We are not God. We are not eternal. We know death -- not because we are being punished with it as a result of Eve's disobedience, but because death is fundamental the experience of humanity. There was death in the Garden before they fucked up. It takes a lot of death to make living possible. Plants and animals die for our consumption, and for consumption by innumerous other species. But in right relationship with God, trusting absolutely in God's provision, we could live without the overwhelming desire to put off death. We wouldn't scramble to create ways for us to have power over death. We'd know we're not God and be cool with that.
(2) That we are image-bearers of God. When after they hide from God and are found, God asks them, "Who told you you were naked?" God made us Good, but then when, as a result of our free will, the world came out of God's order, we came to "know" that we are not good enough as we are, that we have reason for shame.
I thought of the question that's been hanging around me over the past few months. I was telling my therapist a story that I was thought was fairly inane about a dude whose attention I'd wanted so badly in college. My tone was amused, self-deprecating; it's not an issue for me anymore -- over it. I was smiling, but she wasn't. She does that. Makes me take myself more seriously than I'm wont to do. My storytelling ended abruptly when she interrupted me saying, "I wanted to be important enough to him that..." to ask me, "Ellen, who taught you that you're not important?"
"Who told you that you were naked? I made you Good."
When we thought about it that way, it made sense to us why Adam and Eve were expelled from Eden, from absolute harmony. If we'd followed God's plan, lived under God's justice, we would be unconcerned with our not-Godness and we would be in touch with our Goodness. We wouldn't know power struggles -- on interpersonal and international levels. We wouldn't know war, rape, the use of imprisoned bodies for profit. We wouldn't have to know.
The word ignorance was tossed around the table.
I thought about the afternoon a few years ago when I was driving home by myself, up 57, and I got a call from my principal. I love driving up and down 57 between Champaign and Chicago, but that's because I generally run melancholy. For most of the year, it's not not a bleak landscape. Definitely bleak in late November, which is what I'm pretty sure it was.

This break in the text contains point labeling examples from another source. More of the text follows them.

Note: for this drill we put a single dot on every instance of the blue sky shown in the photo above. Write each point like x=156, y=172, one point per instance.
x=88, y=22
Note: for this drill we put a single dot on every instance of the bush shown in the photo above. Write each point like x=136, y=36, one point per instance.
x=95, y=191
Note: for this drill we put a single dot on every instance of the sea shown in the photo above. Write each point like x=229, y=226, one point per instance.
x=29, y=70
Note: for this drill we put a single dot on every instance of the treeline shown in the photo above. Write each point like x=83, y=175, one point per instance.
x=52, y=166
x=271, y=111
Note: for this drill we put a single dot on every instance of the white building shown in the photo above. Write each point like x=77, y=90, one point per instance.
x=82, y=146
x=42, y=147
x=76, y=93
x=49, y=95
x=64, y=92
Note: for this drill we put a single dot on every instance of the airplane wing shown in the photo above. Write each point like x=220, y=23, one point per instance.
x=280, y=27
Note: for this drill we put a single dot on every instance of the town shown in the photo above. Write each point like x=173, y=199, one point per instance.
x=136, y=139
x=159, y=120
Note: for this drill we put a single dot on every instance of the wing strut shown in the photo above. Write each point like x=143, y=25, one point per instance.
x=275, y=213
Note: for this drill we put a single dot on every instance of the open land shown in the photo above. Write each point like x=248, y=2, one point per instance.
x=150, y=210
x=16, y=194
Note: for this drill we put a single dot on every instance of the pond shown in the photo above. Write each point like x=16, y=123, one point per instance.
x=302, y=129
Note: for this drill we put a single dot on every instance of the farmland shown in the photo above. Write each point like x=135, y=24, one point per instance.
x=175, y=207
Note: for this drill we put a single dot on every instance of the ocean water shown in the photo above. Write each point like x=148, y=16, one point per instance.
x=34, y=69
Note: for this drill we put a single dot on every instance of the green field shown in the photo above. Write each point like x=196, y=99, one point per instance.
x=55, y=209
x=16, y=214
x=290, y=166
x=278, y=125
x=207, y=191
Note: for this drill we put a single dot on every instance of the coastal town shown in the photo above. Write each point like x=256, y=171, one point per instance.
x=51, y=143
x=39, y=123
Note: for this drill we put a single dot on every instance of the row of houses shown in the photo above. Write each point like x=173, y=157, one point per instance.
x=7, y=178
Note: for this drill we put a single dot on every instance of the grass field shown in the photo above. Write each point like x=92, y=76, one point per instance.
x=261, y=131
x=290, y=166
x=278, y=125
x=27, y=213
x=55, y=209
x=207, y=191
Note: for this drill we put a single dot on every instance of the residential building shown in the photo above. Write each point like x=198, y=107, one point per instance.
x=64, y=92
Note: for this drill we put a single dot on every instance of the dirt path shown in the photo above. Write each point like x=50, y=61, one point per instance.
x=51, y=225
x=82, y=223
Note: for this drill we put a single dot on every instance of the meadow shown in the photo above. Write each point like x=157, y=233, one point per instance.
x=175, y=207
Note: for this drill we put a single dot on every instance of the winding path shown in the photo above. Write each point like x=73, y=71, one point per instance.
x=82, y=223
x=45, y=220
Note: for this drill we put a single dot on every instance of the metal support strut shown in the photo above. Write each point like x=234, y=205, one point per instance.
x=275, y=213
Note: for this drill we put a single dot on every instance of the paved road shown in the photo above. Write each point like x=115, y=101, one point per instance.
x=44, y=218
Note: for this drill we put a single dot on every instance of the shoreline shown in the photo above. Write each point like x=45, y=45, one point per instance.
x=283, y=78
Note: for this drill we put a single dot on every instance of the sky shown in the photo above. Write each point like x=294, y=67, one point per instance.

This, but waaaaaaay grayer. |
But when I got to thinking about it, I got viscerally overwhelmed by the realities of the what it looks like for racism to keep sneakily and slowly but steadily pushing our babies out of our classrooms and into prisons. Most of the way up, I earnestly wished (as embarrassing as it is to admit) that I'd never learned what I have about racism. I tried to understand why so many of our colleagues refused to get on board with our project, and I thought back to high school, when I had no idea I was White and that it mattered. I could have had the English teacher life I'd imagined for myself when I sent in my college applications: drinking tea before a sea of adoring students who behaved just like I wanted them to and who loved literature like I did. My own book club. That possibility seemed so fucking blissful as I drove up, my shitty driving worsened by the sobbing that was puffing up my eyes.
But I do know, and I know that it's better that I do. What I didn't want to know, but was having to confront, was not just that racism is ubiquitous, but that I am almost powerless before it. "Ignorance is bliss," but not really because the more life-giving, sustainable thought is, "I am not God."